View Article: PubMed Central - PubMed

ABSTRACT

Few rigorous scientific studies have investigated how the corresponding neuromuscular activity in the lower extremity occurs during different landing control movements in response to different impact signals. This study aimed to determine the potential shoe effects on impact signals, neuromuscular responses and their possible interactions in different human landing movements.
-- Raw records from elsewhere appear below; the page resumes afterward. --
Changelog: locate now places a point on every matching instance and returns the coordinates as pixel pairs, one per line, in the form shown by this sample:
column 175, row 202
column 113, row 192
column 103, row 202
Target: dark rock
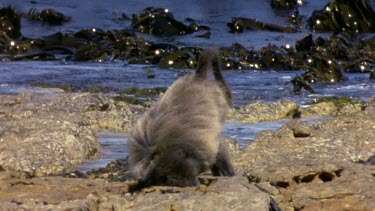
column 305, row 44
column 183, row 58
column 372, row 75
column 326, row 69
column 303, row 81
column 206, row 35
column 258, row 112
column 340, row 15
column 50, row 16
column 284, row 4
column 240, row 24
column 10, row 22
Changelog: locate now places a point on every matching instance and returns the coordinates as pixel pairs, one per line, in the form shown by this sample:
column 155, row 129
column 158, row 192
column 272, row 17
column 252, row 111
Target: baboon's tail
column 209, row 59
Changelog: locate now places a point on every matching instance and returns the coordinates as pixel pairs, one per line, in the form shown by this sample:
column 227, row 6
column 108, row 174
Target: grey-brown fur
column 179, row 137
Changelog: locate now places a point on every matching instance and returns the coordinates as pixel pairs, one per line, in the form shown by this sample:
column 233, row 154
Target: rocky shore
column 325, row 165
column 302, row 166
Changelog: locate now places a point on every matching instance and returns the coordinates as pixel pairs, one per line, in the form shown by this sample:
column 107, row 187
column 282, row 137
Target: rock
column 314, row 166
column 44, row 134
column 10, row 22
column 310, row 184
column 49, row 15
column 44, row 146
column 160, row 22
column 58, row 193
column 258, row 112
column 340, row 15
column 222, row 194
column 372, row 75
column 319, row 109
column 326, row 69
column 239, row 24
column 284, row 4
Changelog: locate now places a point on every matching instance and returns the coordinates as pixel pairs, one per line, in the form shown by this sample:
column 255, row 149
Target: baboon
column 179, row 137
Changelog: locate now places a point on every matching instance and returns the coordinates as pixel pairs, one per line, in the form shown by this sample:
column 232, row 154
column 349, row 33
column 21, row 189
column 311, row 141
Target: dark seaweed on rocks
column 160, row 22
column 341, row 15
column 10, row 22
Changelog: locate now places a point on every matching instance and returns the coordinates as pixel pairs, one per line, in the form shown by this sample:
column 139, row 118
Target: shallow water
column 114, row 145
column 247, row 86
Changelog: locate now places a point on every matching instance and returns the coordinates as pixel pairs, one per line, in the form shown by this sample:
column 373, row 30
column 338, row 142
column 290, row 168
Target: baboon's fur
column 179, row 137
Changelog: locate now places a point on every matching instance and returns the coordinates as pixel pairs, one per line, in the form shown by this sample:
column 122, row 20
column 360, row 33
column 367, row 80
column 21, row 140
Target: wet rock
column 49, row 15
column 240, row 24
column 340, row 15
column 258, row 112
column 310, row 166
column 55, row 133
column 58, row 193
column 46, row 146
column 303, row 81
column 184, row 58
column 319, row 109
column 10, row 22
column 160, row 22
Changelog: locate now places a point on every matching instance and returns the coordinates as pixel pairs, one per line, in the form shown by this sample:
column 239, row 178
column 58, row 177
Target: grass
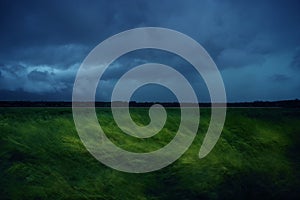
column 257, row 156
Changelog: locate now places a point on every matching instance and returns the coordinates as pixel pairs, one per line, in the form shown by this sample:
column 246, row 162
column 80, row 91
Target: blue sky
column 255, row 44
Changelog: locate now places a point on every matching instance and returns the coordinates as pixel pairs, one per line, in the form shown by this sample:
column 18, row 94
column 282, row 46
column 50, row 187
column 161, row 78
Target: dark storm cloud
column 38, row 76
column 44, row 42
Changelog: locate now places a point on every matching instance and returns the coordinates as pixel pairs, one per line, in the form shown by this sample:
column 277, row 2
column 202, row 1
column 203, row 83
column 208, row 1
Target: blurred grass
column 257, row 156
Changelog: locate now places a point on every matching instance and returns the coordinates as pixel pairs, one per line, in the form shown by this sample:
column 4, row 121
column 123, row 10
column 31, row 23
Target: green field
column 257, row 156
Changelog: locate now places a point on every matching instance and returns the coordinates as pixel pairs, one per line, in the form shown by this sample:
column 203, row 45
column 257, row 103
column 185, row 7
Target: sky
column 255, row 45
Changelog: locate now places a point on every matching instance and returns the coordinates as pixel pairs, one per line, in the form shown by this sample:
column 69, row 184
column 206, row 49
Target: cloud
column 44, row 42
column 280, row 78
column 295, row 63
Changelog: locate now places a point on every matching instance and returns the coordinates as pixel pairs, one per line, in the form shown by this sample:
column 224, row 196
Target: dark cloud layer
column 44, row 42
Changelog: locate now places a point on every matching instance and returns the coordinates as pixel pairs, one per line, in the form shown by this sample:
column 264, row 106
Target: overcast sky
column 255, row 44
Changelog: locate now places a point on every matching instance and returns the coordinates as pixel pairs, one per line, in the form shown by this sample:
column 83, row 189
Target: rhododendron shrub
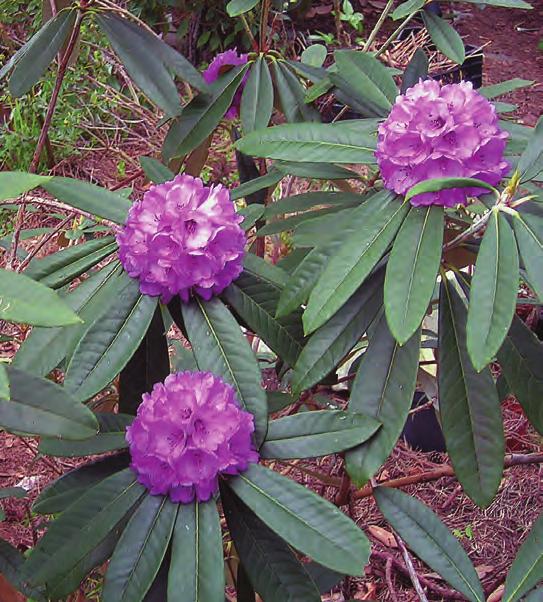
column 208, row 335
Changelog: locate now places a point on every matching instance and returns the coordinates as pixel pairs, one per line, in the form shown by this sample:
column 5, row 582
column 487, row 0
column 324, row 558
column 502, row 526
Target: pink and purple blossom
column 222, row 63
column 188, row 431
column 182, row 238
column 436, row 131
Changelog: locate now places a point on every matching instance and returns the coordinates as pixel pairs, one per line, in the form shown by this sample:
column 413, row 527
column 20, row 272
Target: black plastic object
column 422, row 430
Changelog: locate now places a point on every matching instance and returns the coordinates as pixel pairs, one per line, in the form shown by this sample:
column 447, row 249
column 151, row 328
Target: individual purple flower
column 436, row 131
column 188, row 431
column 183, row 237
column 222, row 63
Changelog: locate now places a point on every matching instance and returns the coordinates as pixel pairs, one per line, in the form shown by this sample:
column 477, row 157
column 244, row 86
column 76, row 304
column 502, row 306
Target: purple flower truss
column 219, row 65
column 183, row 237
column 189, row 430
column 436, row 131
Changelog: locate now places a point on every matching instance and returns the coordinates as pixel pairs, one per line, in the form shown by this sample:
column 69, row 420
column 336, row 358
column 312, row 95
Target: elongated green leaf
column 527, row 568
column 220, row 347
column 91, row 198
column 82, row 527
column 156, row 171
column 25, row 301
column 308, row 200
column 352, row 142
column 257, row 98
column 196, row 568
column 530, row 164
column 530, row 244
column 493, row 291
column 416, row 70
column 338, row 336
column 306, row 521
column 430, row 539
column 356, row 258
column 15, row 183
column 445, row 37
column 292, row 95
column 63, row 492
column 111, row 436
column 36, row 55
column 412, row 270
column 366, row 80
column 40, row 407
column 316, row 434
column 202, row 115
column 45, row 348
column 277, row 575
column 255, row 301
column 59, row 268
column 383, row 389
column 110, row 342
column 238, row 7
column 4, row 382
column 140, row 550
column 504, row 87
column 521, row 359
column 406, row 8
column 469, row 406
column 141, row 62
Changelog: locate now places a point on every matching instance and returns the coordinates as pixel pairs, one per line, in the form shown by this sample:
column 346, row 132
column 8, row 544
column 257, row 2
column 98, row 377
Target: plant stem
column 378, row 25
column 395, row 34
column 63, row 66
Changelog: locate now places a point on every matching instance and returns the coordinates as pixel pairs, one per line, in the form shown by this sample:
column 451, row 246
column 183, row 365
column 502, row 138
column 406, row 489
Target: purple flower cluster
column 183, row 237
column 436, row 131
column 189, row 430
column 222, row 63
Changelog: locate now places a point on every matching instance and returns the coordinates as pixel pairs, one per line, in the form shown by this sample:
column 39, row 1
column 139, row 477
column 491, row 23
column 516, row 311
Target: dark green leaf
column 15, row 183
column 196, row 568
column 430, row 539
column 347, row 269
column 91, row 198
column 202, row 115
column 110, row 342
column 255, row 301
column 291, row 95
column 220, row 347
column 45, row 348
column 41, row 407
column 521, row 360
column 316, row 434
column 445, row 37
column 345, row 142
column 412, row 270
column 469, row 406
column 365, row 79
column 59, row 268
column 257, row 98
column 141, row 62
column 25, row 301
column 338, row 336
column 82, row 527
column 111, row 436
column 493, row 291
column 416, row 70
column 276, row 573
column 63, row 492
column 383, row 389
column 527, row 568
column 140, row 551
column 306, row 521
column 36, row 55
column 156, row 171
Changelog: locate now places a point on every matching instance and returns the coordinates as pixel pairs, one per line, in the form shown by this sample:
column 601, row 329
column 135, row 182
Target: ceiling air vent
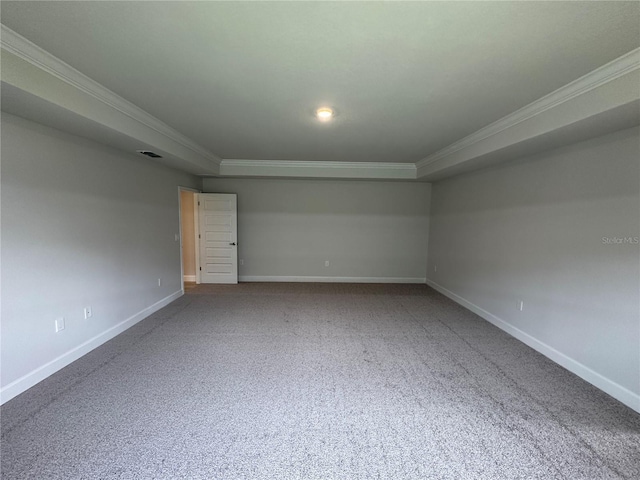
column 149, row 154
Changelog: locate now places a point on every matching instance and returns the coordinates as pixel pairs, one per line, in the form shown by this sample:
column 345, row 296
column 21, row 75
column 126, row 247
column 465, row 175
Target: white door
column 218, row 238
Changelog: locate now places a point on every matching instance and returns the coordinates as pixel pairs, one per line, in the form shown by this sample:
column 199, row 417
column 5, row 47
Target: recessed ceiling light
column 324, row 114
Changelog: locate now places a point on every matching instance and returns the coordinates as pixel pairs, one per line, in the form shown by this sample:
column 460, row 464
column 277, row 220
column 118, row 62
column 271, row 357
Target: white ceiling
column 407, row 79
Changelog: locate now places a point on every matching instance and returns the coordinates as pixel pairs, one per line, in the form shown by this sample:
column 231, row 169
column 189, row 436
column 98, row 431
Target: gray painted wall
column 82, row 225
column 536, row 231
column 369, row 231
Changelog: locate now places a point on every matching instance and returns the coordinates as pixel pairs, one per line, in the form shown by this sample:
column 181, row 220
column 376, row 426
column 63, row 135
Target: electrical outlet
column 59, row 324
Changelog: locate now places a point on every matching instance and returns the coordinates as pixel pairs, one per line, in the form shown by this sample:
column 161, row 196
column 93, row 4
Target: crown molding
column 317, row 169
column 28, row 51
column 609, row 72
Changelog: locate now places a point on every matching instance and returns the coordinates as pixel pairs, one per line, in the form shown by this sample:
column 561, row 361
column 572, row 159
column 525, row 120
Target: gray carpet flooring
column 316, row 381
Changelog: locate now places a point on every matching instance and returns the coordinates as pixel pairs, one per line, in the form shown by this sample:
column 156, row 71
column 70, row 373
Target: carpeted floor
column 317, row 381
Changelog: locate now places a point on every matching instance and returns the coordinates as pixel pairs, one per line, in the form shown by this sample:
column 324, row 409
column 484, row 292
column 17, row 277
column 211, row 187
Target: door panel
column 218, row 238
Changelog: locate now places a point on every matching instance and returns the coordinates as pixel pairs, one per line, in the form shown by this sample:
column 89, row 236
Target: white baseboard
column 624, row 395
column 29, row 380
column 260, row 278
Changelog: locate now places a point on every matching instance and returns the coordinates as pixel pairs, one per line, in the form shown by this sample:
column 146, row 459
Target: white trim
column 598, row 77
column 270, row 278
column 315, row 169
column 32, row 378
column 624, row 395
column 23, row 48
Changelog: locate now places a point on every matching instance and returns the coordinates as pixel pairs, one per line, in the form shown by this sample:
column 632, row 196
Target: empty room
column 320, row 240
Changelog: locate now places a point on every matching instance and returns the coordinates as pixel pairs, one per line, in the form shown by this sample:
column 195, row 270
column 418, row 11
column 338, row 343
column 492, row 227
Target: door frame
column 195, row 219
column 196, row 206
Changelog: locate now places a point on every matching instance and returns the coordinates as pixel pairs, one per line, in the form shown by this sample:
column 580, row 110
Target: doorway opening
column 188, row 244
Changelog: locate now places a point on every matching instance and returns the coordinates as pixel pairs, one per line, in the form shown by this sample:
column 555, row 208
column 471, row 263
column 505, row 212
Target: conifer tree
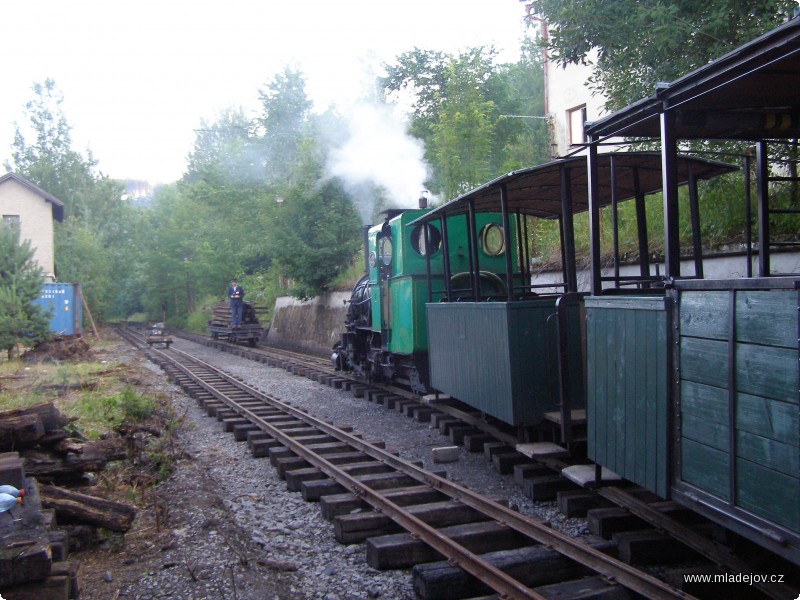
column 21, row 278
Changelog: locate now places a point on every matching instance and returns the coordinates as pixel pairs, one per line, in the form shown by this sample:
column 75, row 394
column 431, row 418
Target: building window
column 576, row 117
column 11, row 221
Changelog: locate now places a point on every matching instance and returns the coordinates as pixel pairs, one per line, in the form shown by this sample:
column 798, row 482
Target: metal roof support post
column 694, row 214
column 594, row 217
column 427, row 239
column 641, row 228
column 669, row 175
column 507, row 242
column 472, row 237
column 522, row 250
column 614, row 220
column 568, row 232
column 762, row 184
column 448, row 286
column 748, row 218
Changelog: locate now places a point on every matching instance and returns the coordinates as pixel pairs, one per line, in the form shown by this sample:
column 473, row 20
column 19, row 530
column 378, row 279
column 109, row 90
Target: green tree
column 315, row 233
column 464, row 132
column 284, row 122
column 476, row 118
column 21, row 279
column 94, row 241
column 642, row 42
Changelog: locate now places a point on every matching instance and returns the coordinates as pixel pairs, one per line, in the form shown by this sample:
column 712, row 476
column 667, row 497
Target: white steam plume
column 379, row 151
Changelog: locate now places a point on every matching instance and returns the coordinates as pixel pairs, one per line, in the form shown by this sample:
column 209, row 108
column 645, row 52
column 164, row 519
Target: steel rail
column 584, row 554
column 708, row 548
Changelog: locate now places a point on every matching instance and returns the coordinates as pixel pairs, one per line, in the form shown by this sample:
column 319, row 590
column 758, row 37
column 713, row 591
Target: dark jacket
column 236, row 293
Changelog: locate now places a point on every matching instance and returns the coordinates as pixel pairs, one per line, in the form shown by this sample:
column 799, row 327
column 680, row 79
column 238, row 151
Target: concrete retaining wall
column 312, row 326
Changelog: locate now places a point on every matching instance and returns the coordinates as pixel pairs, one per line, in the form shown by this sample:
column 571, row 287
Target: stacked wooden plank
column 33, row 553
column 48, row 452
column 35, row 536
column 219, row 326
column 221, row 317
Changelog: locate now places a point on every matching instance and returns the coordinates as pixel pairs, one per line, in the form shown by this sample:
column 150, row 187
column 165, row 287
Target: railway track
column 342, row 471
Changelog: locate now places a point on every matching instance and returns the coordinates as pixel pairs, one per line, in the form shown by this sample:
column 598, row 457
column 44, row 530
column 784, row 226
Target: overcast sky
column 138, row 76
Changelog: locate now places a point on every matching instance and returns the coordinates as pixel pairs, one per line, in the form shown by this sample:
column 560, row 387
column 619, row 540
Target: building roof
column 537, row 191
column 750, row 93
column 58, row 206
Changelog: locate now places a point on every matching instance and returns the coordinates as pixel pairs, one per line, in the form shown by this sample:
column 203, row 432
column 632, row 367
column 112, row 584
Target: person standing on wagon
column 235, row 294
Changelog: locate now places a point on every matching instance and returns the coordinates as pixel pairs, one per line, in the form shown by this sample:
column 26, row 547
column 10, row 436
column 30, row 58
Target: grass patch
column 98, row 413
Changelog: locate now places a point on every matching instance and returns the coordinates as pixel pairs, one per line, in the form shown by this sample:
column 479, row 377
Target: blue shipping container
column 63, row 301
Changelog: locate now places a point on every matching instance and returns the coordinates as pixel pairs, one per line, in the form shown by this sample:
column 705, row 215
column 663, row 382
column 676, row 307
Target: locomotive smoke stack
column 365, row 238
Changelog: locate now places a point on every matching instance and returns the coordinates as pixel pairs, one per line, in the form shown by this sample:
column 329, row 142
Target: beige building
column 32, row 211
column 569, row 104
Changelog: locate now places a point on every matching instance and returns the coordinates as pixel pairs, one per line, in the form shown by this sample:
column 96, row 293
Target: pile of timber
column 50, row 453
column 36, row 453
column 221, row 317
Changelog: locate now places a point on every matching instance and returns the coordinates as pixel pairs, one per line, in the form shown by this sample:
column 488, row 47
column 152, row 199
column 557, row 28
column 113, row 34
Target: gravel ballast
column 229, row 528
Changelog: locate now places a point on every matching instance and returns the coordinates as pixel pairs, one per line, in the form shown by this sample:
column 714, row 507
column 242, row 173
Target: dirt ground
column 141, row 563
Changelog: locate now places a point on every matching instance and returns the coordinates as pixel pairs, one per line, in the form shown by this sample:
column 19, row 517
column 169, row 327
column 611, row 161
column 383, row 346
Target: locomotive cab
column 386, row 336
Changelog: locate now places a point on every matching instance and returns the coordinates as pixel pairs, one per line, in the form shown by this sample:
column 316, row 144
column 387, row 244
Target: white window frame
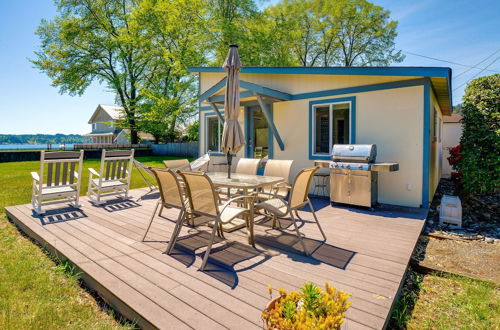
column 207, row 117
column 330, row 125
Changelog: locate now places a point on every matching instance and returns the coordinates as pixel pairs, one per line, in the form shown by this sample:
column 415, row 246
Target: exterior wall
column 452, row 132
column 436, row 146
column 300, row 83
column 393, row 119
column 100, row 121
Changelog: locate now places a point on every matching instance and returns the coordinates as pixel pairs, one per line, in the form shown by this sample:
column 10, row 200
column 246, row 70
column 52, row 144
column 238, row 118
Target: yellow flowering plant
column 310, row 308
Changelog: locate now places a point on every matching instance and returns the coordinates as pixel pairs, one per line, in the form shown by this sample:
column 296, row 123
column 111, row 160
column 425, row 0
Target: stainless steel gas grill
column 354, row 173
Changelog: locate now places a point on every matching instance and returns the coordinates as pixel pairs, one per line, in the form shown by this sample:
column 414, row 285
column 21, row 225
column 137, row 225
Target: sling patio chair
column 203, row 201
column 147, row 176
column 171, row 196
column 277, row 207
column 114, row 176
column 58, row 180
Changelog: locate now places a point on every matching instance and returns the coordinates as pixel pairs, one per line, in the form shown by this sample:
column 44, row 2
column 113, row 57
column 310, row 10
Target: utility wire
column 478, row 73
column 487, row 58
column 455, row 63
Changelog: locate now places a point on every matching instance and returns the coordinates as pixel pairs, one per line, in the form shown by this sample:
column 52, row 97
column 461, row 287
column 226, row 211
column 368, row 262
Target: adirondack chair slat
column 58, row 173
column 65, row 173
column 49, row 174
column 72, row 173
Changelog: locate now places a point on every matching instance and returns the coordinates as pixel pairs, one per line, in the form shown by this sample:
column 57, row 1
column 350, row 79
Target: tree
column 480, row 141
column 96, row 40
column 174, row 31
column 341, row 32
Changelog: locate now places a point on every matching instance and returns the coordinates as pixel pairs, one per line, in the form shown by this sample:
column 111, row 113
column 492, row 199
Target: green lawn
column 445, row 301
column 35, row 291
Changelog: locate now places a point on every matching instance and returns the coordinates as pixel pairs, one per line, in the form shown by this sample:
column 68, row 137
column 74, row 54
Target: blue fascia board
column 360, row 89
column 368, row 71
column 215, row 88
column 264, row 90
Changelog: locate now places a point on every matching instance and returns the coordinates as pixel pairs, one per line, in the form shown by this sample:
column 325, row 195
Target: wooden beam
column 267, row 114
column 217, row 111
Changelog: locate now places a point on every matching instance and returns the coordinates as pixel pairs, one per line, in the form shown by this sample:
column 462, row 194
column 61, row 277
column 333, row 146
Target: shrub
column 480, row 143
column 311, row 308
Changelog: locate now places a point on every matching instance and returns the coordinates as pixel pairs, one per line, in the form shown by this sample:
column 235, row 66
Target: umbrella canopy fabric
column 232, row 135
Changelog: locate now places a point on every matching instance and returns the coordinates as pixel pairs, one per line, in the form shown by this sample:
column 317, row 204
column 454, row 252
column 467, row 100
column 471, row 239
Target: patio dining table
column 246, row 183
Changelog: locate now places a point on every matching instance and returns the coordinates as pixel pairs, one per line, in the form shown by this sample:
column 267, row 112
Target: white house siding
column 392, row 119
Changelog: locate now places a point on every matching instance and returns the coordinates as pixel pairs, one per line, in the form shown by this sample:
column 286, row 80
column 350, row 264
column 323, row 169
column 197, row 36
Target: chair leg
column 176, row 232
column 316, row 219
column 209, row 247
column 151, row 220
column 298, row 234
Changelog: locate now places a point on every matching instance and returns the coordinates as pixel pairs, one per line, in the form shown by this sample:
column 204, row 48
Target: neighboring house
column 104, row 128
column 308, row 109
column 452, row 132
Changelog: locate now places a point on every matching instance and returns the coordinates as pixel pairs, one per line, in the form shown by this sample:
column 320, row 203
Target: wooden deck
column 366, row 254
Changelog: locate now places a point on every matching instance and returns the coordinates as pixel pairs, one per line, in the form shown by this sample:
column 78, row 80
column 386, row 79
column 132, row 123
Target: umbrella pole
column 229, row 163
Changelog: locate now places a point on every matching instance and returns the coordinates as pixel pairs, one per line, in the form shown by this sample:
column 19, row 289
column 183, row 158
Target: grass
column 38, row 291
column 446, row 301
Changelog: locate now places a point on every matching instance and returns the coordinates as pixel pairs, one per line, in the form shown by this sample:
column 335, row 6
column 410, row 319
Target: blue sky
column 465, row 32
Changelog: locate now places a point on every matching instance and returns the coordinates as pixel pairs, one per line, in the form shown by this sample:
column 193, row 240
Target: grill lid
column 356, row 153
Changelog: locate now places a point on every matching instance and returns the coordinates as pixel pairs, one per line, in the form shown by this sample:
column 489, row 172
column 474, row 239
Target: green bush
column 480, row 142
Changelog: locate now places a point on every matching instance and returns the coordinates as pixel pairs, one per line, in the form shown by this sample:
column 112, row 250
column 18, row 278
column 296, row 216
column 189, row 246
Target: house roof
column 440, row 77
column 113, row 111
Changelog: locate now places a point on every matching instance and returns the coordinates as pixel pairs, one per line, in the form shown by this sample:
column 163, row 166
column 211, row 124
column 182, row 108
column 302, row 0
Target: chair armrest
column 35, row 176
column 229, row 201
column 93, row 172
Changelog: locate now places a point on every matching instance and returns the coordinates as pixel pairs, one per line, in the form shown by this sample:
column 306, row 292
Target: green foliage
column 192, row 131
column 311, row 308
column 40, row 138
column 480, row 141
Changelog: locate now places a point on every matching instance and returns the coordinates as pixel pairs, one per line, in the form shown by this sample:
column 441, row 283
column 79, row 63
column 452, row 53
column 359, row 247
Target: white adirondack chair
column 114, row 176
column 58, row 180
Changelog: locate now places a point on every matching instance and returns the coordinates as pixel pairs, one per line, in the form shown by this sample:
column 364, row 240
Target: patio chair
column 58, row 180
column 204, row 201
column 277, row 207
column 147, row 176
column 171, row 196
column 178, row 164
column 247, row 166
column 114, row 176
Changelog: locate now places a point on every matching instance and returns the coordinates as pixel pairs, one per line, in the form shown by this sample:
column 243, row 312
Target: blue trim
column 361, row 89
column 352, row 135
column 249, row 128
column 426, row 144
column 209, row 92
column 369, row 71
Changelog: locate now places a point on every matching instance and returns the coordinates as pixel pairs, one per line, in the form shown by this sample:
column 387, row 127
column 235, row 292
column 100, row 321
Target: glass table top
column 238, row 180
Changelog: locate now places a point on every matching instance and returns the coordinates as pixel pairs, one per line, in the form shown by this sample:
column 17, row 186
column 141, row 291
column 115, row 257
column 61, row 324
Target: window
column 213, row 133
column 331, row 126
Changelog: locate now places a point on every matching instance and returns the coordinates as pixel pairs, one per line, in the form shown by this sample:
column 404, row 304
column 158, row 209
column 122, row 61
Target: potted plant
column 309, row 308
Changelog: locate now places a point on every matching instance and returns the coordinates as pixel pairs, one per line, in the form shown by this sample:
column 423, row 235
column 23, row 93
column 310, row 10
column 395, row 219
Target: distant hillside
column 41, row 138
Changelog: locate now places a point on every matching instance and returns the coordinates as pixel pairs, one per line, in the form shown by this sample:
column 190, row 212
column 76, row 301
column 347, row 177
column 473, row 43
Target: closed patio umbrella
column 232, row 135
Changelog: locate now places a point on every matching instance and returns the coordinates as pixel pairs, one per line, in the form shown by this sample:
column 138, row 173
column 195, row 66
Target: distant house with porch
column 300, row 112
column 104, row 125
column 105, row 128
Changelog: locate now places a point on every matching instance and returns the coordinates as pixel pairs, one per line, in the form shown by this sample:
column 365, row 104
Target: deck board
column 366, row 254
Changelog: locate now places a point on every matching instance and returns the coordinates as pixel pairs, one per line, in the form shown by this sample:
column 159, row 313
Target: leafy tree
column 480, row 141
column 341, row 32
column 96, row 40
column 174, row 31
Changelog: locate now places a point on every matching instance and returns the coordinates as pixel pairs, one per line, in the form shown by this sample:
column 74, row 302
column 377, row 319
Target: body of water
column 35, row 147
Twelve male basketball players were required to wear high-cushioned basketball shoes (BS) and minimally cushioned control shoes (CC) to perform active drop jump landings (DJL) and passive landings (PL). Ground reaction forces and EMG amplitude (root mean square, EMGRMS) of the leg muscles within 50 ms before and after the landing movements were collected simultaneously. No shoe effect was found on the characteristics of impact signals and neuromuscular activity during the contact phase of DJL. By contrast, for PL, the values of maximal ground reaction force and the peak loading rate were evidently lower in the BS condition than in the CC condition (p < 0.05). Meanwhile, the EMGRMS of all muscles demonstrated a significant decrease in the BS condition compared with the CC condition within 50 ms after contact (p < 0.05). These findings suggest that under the condition in which related muscles are activated improperly, a neuromuscular adaptation occurs in response to different impact signals.

No MeSH data available.


Comparison of post-activation of the rectus femoris (RF), biceps femoris (BF), tibialis anterior (TA) and lateral gastrocnemius (LG) between the basketball shoe (BS) and the control shoe (CC) in drop jump landing and passive landing tasks.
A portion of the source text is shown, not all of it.